Maka pada Karena itu Dapat Mengambil Pensil.

Karena itu akan cukup bagi mereka untuk mengambil pensil mereka. Ini pemikir pertama kali mengartikulasikan hipotesis sistem simbol fisik, yang pada akhirnya akan menjadi keyakinan utama studi AI.

Pada abad ke-20, logika matematis logis mengembangkan terobosan penting yang membuat kecerdasan buatan tampak praktis. Karya-karya tersebut meletakkan dasar bagi The Laws of Thought karya Boole dan Begriffsschrift karya Frege. Pada tahun 1913, Russell dan Whitehead menerbitkan Principia Mathematica, sebuah studi formal tentang dasar-dasar matematika, yang di bangun di atas sistem Frege.

Tanggapan yang mereka dapatkan tidak terduga dalam dua hal. Untuk memulainya, mereka membuktikan bahwa ada batasan untuk apa yang dapat di capai oleh logika matematika. Namun, yang kedua dan lebih signifikan (untuk AI), penelitian mereka menunjukkan bahwa kesimpulan matematis apa pun dapat di mekanisasi dalam parameter ini.

Tes Turing

Tes Turing adalah tujuan jangka panjang untuk penelitian AI – akankah kita dapat membuat komputer yang cukup dapat menyamar sebagai manusia sehingga hakim yang curiga tidak dapat membedakannya? Ini telah mengikuti jalan yang mirip dengan banyak penelitian AI sejak awal. Awalnya, tampaknya sulit namun bisa di lakukan setelah teknologi perangkat keras tercapai.
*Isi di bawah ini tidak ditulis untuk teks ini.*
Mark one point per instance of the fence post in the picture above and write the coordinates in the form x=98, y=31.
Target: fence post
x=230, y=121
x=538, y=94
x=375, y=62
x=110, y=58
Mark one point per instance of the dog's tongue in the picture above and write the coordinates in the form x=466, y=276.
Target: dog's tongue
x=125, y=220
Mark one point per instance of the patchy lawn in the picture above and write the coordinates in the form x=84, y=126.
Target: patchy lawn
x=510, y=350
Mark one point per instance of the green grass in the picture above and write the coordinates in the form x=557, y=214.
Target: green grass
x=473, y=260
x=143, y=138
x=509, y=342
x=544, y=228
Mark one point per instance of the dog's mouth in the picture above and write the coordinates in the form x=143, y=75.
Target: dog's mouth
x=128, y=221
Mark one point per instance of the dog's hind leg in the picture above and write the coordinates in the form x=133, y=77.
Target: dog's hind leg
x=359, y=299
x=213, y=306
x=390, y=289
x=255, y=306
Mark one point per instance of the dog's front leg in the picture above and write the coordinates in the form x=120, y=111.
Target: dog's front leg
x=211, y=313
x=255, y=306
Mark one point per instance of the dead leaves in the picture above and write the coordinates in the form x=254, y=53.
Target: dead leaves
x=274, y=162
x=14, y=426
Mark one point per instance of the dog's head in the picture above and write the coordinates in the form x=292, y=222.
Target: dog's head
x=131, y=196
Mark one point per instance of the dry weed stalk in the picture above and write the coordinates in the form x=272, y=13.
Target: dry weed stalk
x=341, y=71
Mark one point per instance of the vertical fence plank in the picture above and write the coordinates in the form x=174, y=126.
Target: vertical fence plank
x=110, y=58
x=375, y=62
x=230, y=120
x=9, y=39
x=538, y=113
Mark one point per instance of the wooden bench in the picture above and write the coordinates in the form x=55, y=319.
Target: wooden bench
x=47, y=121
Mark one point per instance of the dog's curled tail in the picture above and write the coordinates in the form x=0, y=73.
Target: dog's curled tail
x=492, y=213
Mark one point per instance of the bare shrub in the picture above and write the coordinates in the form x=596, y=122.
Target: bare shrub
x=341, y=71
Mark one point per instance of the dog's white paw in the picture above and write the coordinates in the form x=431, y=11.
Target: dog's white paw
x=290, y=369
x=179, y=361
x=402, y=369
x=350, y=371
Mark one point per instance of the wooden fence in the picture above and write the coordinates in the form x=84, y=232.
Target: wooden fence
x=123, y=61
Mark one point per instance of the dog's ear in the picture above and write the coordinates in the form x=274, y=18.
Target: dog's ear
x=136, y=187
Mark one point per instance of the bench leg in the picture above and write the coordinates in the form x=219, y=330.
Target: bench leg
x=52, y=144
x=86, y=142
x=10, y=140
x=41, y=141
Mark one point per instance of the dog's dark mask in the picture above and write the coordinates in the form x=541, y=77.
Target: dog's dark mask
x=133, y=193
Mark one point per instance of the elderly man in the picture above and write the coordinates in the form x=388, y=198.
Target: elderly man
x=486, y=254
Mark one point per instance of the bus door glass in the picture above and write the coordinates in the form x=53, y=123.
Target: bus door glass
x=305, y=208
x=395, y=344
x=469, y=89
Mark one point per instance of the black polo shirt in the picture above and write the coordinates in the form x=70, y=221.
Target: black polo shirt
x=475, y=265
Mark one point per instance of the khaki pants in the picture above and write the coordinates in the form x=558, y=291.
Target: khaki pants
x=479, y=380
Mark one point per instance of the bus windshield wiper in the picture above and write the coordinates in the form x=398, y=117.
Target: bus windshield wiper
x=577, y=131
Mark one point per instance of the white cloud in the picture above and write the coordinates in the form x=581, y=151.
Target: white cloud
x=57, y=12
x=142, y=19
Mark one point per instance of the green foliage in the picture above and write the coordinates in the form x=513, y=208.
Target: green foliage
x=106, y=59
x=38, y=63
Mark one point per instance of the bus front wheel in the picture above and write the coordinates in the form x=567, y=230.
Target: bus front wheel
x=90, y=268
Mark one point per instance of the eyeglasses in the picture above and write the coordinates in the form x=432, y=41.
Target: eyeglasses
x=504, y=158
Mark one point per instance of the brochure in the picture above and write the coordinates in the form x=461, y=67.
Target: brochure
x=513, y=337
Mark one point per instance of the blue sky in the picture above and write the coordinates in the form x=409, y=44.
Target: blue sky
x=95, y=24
Terlepas dari studi selama beberapa dekade dan peningkatan teknologi yang signifikan, tes Turing terus berfungsi sebagai tujuan bagi para peneliti AI sambil juga mengungkapkan seberapa jauh kita dari mencapainya.Pada tahun 1950, matematikawan dan ilmuwan komputer Inggris Alan Turing menerbitkan sebuah makalah berjudul  Mesin Komputer dan Kecerdasan, yang memulai bidang yang kemudian di kenal sebagai kecerdasan buatan.

Ini bertahun-tahun sebelum John McCarthy menciptakan istilah Kecerdasan Buatan. Artikel itu di mulai dengan pertanyaan sederhana: “Bisakah mesin berpikir?” Setelah ini, Turing mengusulkan metode untuk menentukan apakah mesin dapat berpikir, yang kemudian dikenal sebagai tes Turing. “Game Imitasi” di kembangkan sebagai tes sederhana yang dapat di gunakan untuk menentukan apakah mesin berpikir. Dengan asumsi bahwa komputer yang diprogram tampak persis seperti manusia intelektual benar-benar telah menunjukkan bahwa komputer dapat berpikir.

Part3.

Tinggalkan Komentar

Alamat email Anda tidak akan dipublikasikan.